Reasons for Spike in Electricity Futures Prices Traded on Singapore Exchange in July 2021
Ministry of Trade and IndustrySpeakers
Summary
This question concerns MP Alex Yam's inquiry into the reasons for the July 2021 electricity futures price spike and whether there was any potential market manipulation. Minister for Trade and Industry Gan Kim Yong explained that the volatility resulted from an unplanned upstream gas curtailment, which has since been resolved without any observed trading irregularities. He clarified that the market is regulated under the Securities and Futures Act by the Singapore Exchange to ensure fairness, order, and transparency. Minister for Trade and Industry Gan Kim Yong highlighted that the Energy Market Authority requires electricity retailers to hedge at least 50% of their contracted load against wholesale prices. He concluded by encouraging retailers to review their risk management practices to ensure they are sufficiently protected against future price movements in the electricity market.
Transcript
68 Mr Alex Yam asked the Minister for Trade and Industry (a) what are the reasons for the spike in electricity futures prices traded on the Singapore Exchange in July 2021; (b) whether the Ministry has received any complaints from electricity retailers of potential manipulation in the market; and (c) whether the Ministry regulates the market to check on any price fixing or manipulation.

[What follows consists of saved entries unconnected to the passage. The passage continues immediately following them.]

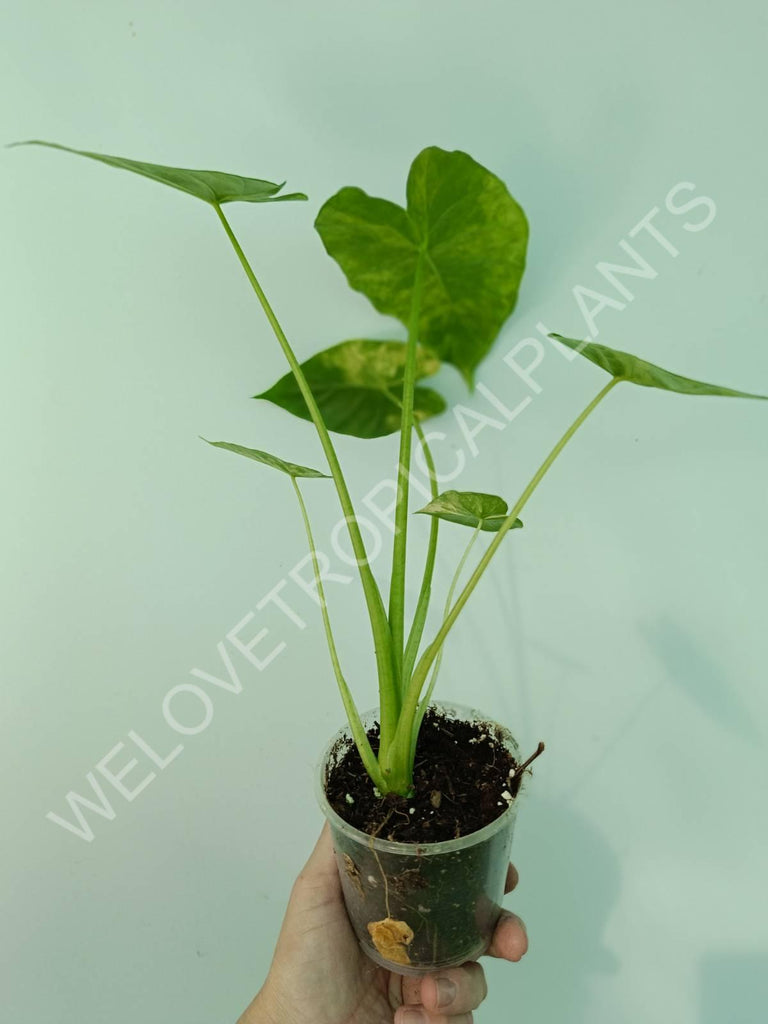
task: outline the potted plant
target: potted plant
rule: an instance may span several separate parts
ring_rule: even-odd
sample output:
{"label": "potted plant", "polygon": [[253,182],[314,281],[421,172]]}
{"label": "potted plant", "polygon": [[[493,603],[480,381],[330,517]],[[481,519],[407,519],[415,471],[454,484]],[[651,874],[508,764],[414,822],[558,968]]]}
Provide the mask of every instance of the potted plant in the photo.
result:
{"label": "potted plant", "polygon": [[[51,146],[51,143],[37,143]],[[67,149],[55,146],[58,149]],[[565,430],[510,508],[491,493],[440,492],[422,423],[445,409],[423,384],[441,363],[471,386],[477,365],[512,313],[525,267],[528,225],[496,175],[466,153],[423,150],[408,174],[407,204],[342,188],[320,209],[315,227],[352,288],[399,320],[403,341],[341,341],[300,363],[256,278],[223,207],[230,202],[305,199],[282,185],[214,171],[194,171],[79,150],[114,167],[180,189],[213,208],[263,308],[290,372],[256,395],[314,424],[323,470],[262,449],[210,444],[287,477],[312,553],[331,665],[347,725],[317,772],[317,794],[330,821],[350,919],[372,959],[402,973],[422,973],[484,951],[500,912],[517,797],[530,763],[510,732],[482,713],[433,703],[443,646],[462,609],[552,464],[592,411],[619,384],[685,395],[763,396],[678,376],[626,352],[552,335],[580,353],[608,381]],[[358,438],[399,431],[394,539],[385,605],[374,576],[333,432]],[[414,445],[429,470],[430,517],[421,585],[406,614],[410,471]],[[327,470],[327,472],[326,472]],[[336,490],[359,570],[376,659],[379,705],[361,714],[344,676],[315,553],[303,486],[327,479]],[[424,642],[440,524],[467,532],[467,545],[444,600],[439,627]],[[476,563],[481,536],[490,542]],[[337,627],[338,628],[338,627]]]}

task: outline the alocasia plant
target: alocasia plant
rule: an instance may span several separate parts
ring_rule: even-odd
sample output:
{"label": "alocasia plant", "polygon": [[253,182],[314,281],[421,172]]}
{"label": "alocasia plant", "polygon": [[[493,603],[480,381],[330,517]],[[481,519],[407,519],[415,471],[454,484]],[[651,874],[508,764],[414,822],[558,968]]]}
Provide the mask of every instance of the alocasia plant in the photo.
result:
{"label": "alocasia plant", "polygon": [[[312,553],[323,624],[341,698],[363,764],[381,794],[408,795],[412,790],[416,739],[437,680],[446,637],[507,533],[523,525],[519,516],[529,498],[571,437],[609,392],[618,384],[628,383],[686,395],[765,397],[690,380],[626,352],[555,334],[552,337],[558,342],[605,370],[610,375],[608,383],[568,427],[511,509],[503,498],[493,494],[440,494],[421,423],[442,412],[446,403],[437,391],[420,382],[435,374],[441,363],[450,363],[471,386],[478,364],[515,307],[525,269],[525,214],[496,175],[466,153],[431,146],[419,153],[411,165],[405,207],[369,196],[359,188],[342,188],[332,196],[315,221],[325,249],[350,286],[362,292],[379,312],[399,320],[407,337],[402,342],[361,338],[341,341],[300,363],[222,206],[231,202],[306,199],[303,193],[280,195],[283,185],[256,178],[163,167],[52,143],[35,144],[133,171],[202,199],[215,211],[290,368],[288,375],[255,397],[314,424],[329,472],[298,466],[239,444],[209,443],[276,469],[291,480]],[[372,438],[397,430],[397,501],[387,606],[369,564],[330,431]],[[419,510],[431,517],[431,526],[419,597],[407,624],[405,579],[414,435],[429,469],[432,500]],[[378,671],[378,754],[374,754],[363,728],[336,650],[309,515],[299,486],[299,480],[307,478],[333,480],[358,563]],[[449,587],[442,622],[424,645],[441,520],[468,527],[471,535]],[[486,532],[492,533],[493,538],[457,596],[469,556],[480,534]]]}

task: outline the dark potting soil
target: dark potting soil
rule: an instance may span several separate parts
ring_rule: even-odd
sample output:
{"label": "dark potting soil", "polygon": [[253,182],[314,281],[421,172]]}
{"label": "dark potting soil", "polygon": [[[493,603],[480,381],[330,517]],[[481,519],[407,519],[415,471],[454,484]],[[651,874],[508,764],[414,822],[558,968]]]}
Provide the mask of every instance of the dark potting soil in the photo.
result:
{"label": "dark potting soil", "polygon": [[[378,753],[378,723],[368,739]],[[406,843],[484,828],[506,811],[525,774],[492,723],[462,721],[435,707],[427,709],[416,744],[413,796],[377,796],[354,744],[345,751],[340,741],[329,763],[326,796],[334,811],[361,832]]]}

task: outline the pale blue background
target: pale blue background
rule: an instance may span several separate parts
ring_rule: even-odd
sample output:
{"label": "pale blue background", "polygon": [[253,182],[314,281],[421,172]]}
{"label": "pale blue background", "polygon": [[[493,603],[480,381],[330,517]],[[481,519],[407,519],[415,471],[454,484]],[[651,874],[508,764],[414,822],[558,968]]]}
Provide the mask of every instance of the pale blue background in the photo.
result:
{"label": "pale blue background", "polygon": [[[438,144],[500,174],[530,217],[518,310],[479,377],[509,404],[525,389],[501,356],[538,320],[582,332],[572,287],[598,287],[595,264],[655,205],[680,255],[643,243],[658,277],[601,315],[600,340],[768,391],[762,4],[31,0],[5,7],[0,37],[3,141],[310,194],[231,208],[302,355],[402,336],[348,292],[312,220],[345,184],[400,199]],[[217,642],[304,554],[289,487],[197,435],[310,464],[318,446],[248,400],[284,368],[210,211],[43,150],[3,150],[0,174],[2,1016],[234,1021],[319,829],[312,766],[342,720],[311,602],[291,592],[303,632],[263,613],[286,649],[243,670],[240,696],[210,688],[211,726],[133,803],[115,795],[91,844],[45,814],[130,729],[170,749],[164,695],[216,671]],[[679,181],[717,203],[705,231],[663,211]],[[460,486],[513,497],[603,382],[554,351],[539,379],[524,415],[479,435]],[[761,403],[613,394],[450,643],[441,694],[549,747],[514,846],[531,952],[487,963],[480,1020],[762,1019],[767,430]],[[339,449],[358,498],[394,458],[391,439]],[[445,541],[443,584],[460,538]],[[370,706],[359,595],[332,598]]]}

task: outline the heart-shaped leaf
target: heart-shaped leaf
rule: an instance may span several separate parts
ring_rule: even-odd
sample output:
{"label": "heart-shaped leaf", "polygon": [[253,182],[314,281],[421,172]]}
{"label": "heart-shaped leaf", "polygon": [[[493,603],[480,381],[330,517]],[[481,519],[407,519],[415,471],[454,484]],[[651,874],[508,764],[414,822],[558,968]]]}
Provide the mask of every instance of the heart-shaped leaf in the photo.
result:
{"label": "heart-shaped leaf", "polygon": [[222,171],[191,171],[184,167],[165,167],[162,164],[148,164],[139,160],[126,160],[122,156],[106,156],[104,153],[90,153],[85,149],[70,149],[56,142],[42,142],[30,139],[28,142],[14,142],[14,146],[48,146],[50,149],[61,149],[65,153],[87,156],[91,160],[118,167],[124,171],[133,171],[145,178],[159,181],[171,188],[178,188],[191,196],[204,200],[212,205],[222,203],[279,203],[283,200],[306,199],[303,192],[292,192],[279,196],[277,193],[285,185],[276,185],[273,181],[262,181],[260,178],[243,178],[239,174],[225,174]]}
{"label": "heart-shaped leaf", "polygon": [[[444,491],[424,508],[419,514],[437,516],[449,523],[471,526],[489,533],[497,533],[509,515],[506,501],[497,494],[480,494],[476,491]],[[512,525],[513,530],[522,526],[520,519]]]}
{"label": "heart-shaped leaf", "polygon": [[723,388],[719,384],[705,384],[700,380],[681,377],[677,373],[664,370],[660,366],[648,363],[645,359],[620,352],[607,345],[597,345],[593,341],[577,341],[575,338],[564,338],[562,334],[550,334],[550,338],[566,345],[589,359],[601,370],[610,373],[618,380],[627,380],[630,384],[639,384],[644,388],[659,388],[662,391],[676,391],[681,395],[723,395],[726,398],[759,398],[768,399],[768,395],[753,395],[746,391],[734,391]]}
{"label": "heart-shaped leaf", "polygon": [[297,466],[294,462],[285,462],[283,459],[278,459],[276,455],[260,452],[256,448],[244,448],[241,444],[230,444],[228,441],[209,441],[207,437],[201,437],[200,440],[213,445],[214,448],[223,448],[225,451],[234,452],[235,455],[244,455],[246,459],[253,459],[254,462],[271,466],[272,469],[279,469],[281,473],[287,473],[288,476],[330,479],[327,473],[319,473],[316,469],[308,469],[307,466]]}
{"label": "heart-shaped leaf", "polygon": [[[353,437],[383,437],[399,430],[405,354],[406,346],[401,341],[355,338],[332,345],[302,363],[328,429]],[[418,350],[417,379],[439,368],[437,356]],[[274,402],[302,419],[310,418],[291,373],[254,398]],[[417,387],[413,407],[416,419],[421,421],[443,412],[445,399],[431,388]]]}
{"label": "heart-shaped leaf", "polygon": [[420,250],[418,338],[468,383],[515,307],[528,222],[503,181],[462,152],[437,146],[411,165],[407,210],[343,188],[315,221],[352,288],[407,324]]}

Mr Gan Kim Yong: The Electricity Futures Market (EFM) is operated by the Singapore Exchange (SGX) in line with its obligations as an approved exchange under the Securities and Futures Act (SFA). Under SFA, SGX is required to ensure that the markets it operates are fair, orderly and transparent and there is no market manipulation. SGX has assessed that the increased volatility in electricity futures prices in the month of July 2021 can be attributed to price movements in the underlying spot electricity market. In particular, SGX noted that this coincided with an unplanned gas curtailment which caused prices to increase in the underlying spot market. The gas curtailment was due to a temporary drop in gas production upstream which has since been resolved. The spot electricity prices have now stabilised. In its assessment, SGX did not observe any trading irregularities during this period of increased volatility in electricity futures prices.
MTI and the Energy Market Authority (EMA) have engaged the Independent Retailers’ Association on the recent price volatility. EMA requires all Open Electricity Market (OEM) electricity retailers to hedge at least 50% of their contracted load against wholesale electricity prices. Any exposure is taken at the retailer’s own risk. We encourage all electricity retailers to review their risk management practices and ensure that they are sufficiently hedged against price movements.